Performance Production Checklist: 50-Point Guide (2026)

This checklist isn’t about making your system fast; it’s about making sure it’s not unintentionally slow.

Let’s look at a typical production deployment in action. Imagine we’re setting up a new web service that needs to serve dynamic content.

apiVersion: apps/v1
kind: Deployment
metadata:
  name: my-web-app
  labels:
    app: web
spec:
  replicas: 3
  selector:
    matchLabels:
      app: web
  template:
    metadata:
      labels:
        app: web
    spec:
      containers:
      - name: app-container
        image: my-registry/my-web-app:v1.2.0
        ports:
        - containerPort: 8080
        resources:
          requests:
            cpu: "200m"
            memory: "256Mi"
          limits:
            cpu: "500m"
            memory: "512Mi"
        readinessProbe:
          httpGet:
            path: /health/ready
            port: 8080
          initialDelaySeconds: 5
          periodSeconds: 10
        livenessProbe:
          httpGet:
            path: /health/live
            port: 8080
          initialDelaySeconds: 15
          periodSeconds: 20

This Deployment defines three replicas of our my-web-app service. Each container requests 200 millicores of CPU and 256 MiB of memory, and is limited to 500 millicores and 512 MiB. It also has readiness and liveness probes configured.

The core problem this setup solves is managing and scaling stateless applications. By defining a desired number of replicas, the system ensures that if a pod crashes, another is automatically started. The resource requests and limits prevent a single application from consuming all available node resources, while probes ensure traffic is only sent to healthy instances and unhealthy ones are restarted.

Internally, the kube-scheduler decides which node a new pod runs on, balancing resource utilization. The kubelet on each node manages the lifecycle of the pods assigned to it, starting, stopping, and monitoring them. The kube-controller-manager’s deployment controller watches the Deployment object and ensures the actual state (running pods) matches the desired state (3 replicas).

Here’s the mental model:

Desired State: You declare what you want (e.g., 3 replicas of my-web-app with specific resources).
Control Loop: Kubernetes controllers (like the deployment controller) continuously compare the desired state with the actual state.
Reconciliation: If there’s a drift (e.g., only 2 replicas are running), the controller takes action to bring the actual state back to the desired state (starts a new pod).
Node Management: The kubelet on each node is the agent that executes the desired pod state on that specific machine.
Health Checks: Probes (liveness, readiness) are the system’s eyes and ears, telling the kubelet when an application is misbehaving or unavailable.

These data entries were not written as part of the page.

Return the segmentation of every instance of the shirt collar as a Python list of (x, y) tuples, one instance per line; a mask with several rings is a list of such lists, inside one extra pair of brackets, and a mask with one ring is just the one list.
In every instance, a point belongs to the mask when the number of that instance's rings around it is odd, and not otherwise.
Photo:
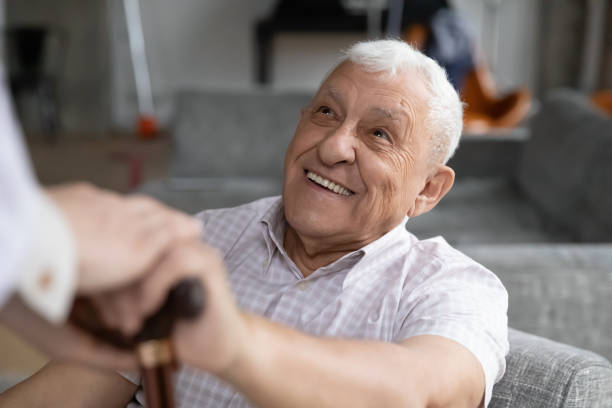
[[(283, 242), (285, 240), (285, 211), (283, 207), (282, 198), (278, 198), (261, 217), (261, 223), (265, 226), (264, 236), (266, 237), (266, 244), (268, 244), (268, 253), (272, 255), (272, 245), (283, 252)], [(271, 243), (269, 241), (272, 241)]]
[(396, 242), (401, 240), (402, 235), (406, 233), (407, 222), (408, 217), (404, 217), (402, 222), (397, 224), (391, 231), (360, 249), (360, 251), (363, 252), (363, 257), (351, 268), (344, 278), (342, 289), (352, 285), (366, 275), (374, 278), (372, 275), (375, 275), (376, 271), (373, 271), (369, 266), (372, 261), (376, 260), (376, 257), (380, 255), (381, 252), (389, 249)]
[(397, 224), (391, 231), (361, 248), (365, 253), (364, 259), (371, 258), (392, 244), (397, 239), (398, 235), (402, 234), (402, 232), (405, 230), (408, 219), (408, 217), (404, 217), (402, 222)]

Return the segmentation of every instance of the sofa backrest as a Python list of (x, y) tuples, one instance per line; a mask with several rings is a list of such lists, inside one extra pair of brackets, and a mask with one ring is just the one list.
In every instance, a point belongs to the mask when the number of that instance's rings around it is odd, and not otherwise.
[(612, 406), (612, 364), (543, 337), (509, 331), (506, 374), (489, 408), (604, 408)]
[(311, 95), (270, 91), (175, 94), (171, 177), (282, 177), (285, 149)]
[(552, 225), (612, 241), (612, 118), (582, 94), (552, 92), (532, 119), (518, 183)]

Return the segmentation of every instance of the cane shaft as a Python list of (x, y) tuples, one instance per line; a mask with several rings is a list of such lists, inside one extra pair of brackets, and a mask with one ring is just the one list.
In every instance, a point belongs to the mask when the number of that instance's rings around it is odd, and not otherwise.
[(185, 280), (172, 289), (166, 303), (144, 323), (136, 336), (138, 360), (144, 381), (147, 406), (174, 408), (176, 367), (170, 337), (179, 318), (194, 318), (204, 307), (204, 293), (197, 281)]
[(145, 398), (149, 408), (174, 408), (172, 366), (162, 364), (141, 368)]
[(91, 299), (79, 298), (73, 306), (70, 321), (99, 340), (120, 348), (136, 350), (144, 381), (147, 406), (174, 408), (173, 371), (176, 360), (170, 338), (177, 320), (189, 320), (202, 313), (204, 288), (199, 280), (180, 281), (168, 294), (166, 302), (143, 324), (136, 336), (128, 337), (104, 325)]

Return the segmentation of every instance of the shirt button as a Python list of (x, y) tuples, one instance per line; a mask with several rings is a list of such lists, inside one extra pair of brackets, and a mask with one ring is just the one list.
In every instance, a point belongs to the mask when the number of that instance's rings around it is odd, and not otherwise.
[(298, 288), (303, 292), (306, 289), (308, 289), (308, 282), (306, 281), (301, 281), (300, 283), (298, 283)]

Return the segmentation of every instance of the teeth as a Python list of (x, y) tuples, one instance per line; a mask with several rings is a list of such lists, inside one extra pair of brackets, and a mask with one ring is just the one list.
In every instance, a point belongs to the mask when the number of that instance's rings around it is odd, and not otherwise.
[(342, 187), (342, 186), (340, 186), (338, 184), (335, 184), (335, 183), (329, 181), (328, 179), (323, 178), (323, 177), (319, 176), (316, 173), (313, 173), (312, 171), (309, 171), (306, 174), (306, 177), (308, 177), (310, 180), (314, 181), (318, 185), (323, 186), (323, 187), (327, 188), (328, 190), (333, 191), (336, 194), (340, 194), (340, 195), (343, 195), (343, 196), (350, 196), (351, 195), (351, 191), (350, 190), (348, 190), (348, 189), (346, 189), (346, 188), (344, 188), (344, 187)]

The most surprising thing is how much of the "performance tuning" is actually about resource allocation and contention management, not just application code optimization. For instance, setting CPU limits too low on a bursty application can lead to constant throttling, making it appear slow, even if the application code is perfectly efficient. The containerd or CRI-O runtime on the node, under the direction of the kubelet, uses cgroups to enforce these limits, and when a container hits its CPU limit, its execution is paused until the next time slice is available, leading to latency spikes.

When you scale this out, you start thinking about horizontal pod autoscaling based on CPU or memory utilization, and how that interacts with node autoscaling to ensure you have enough underlying capacity.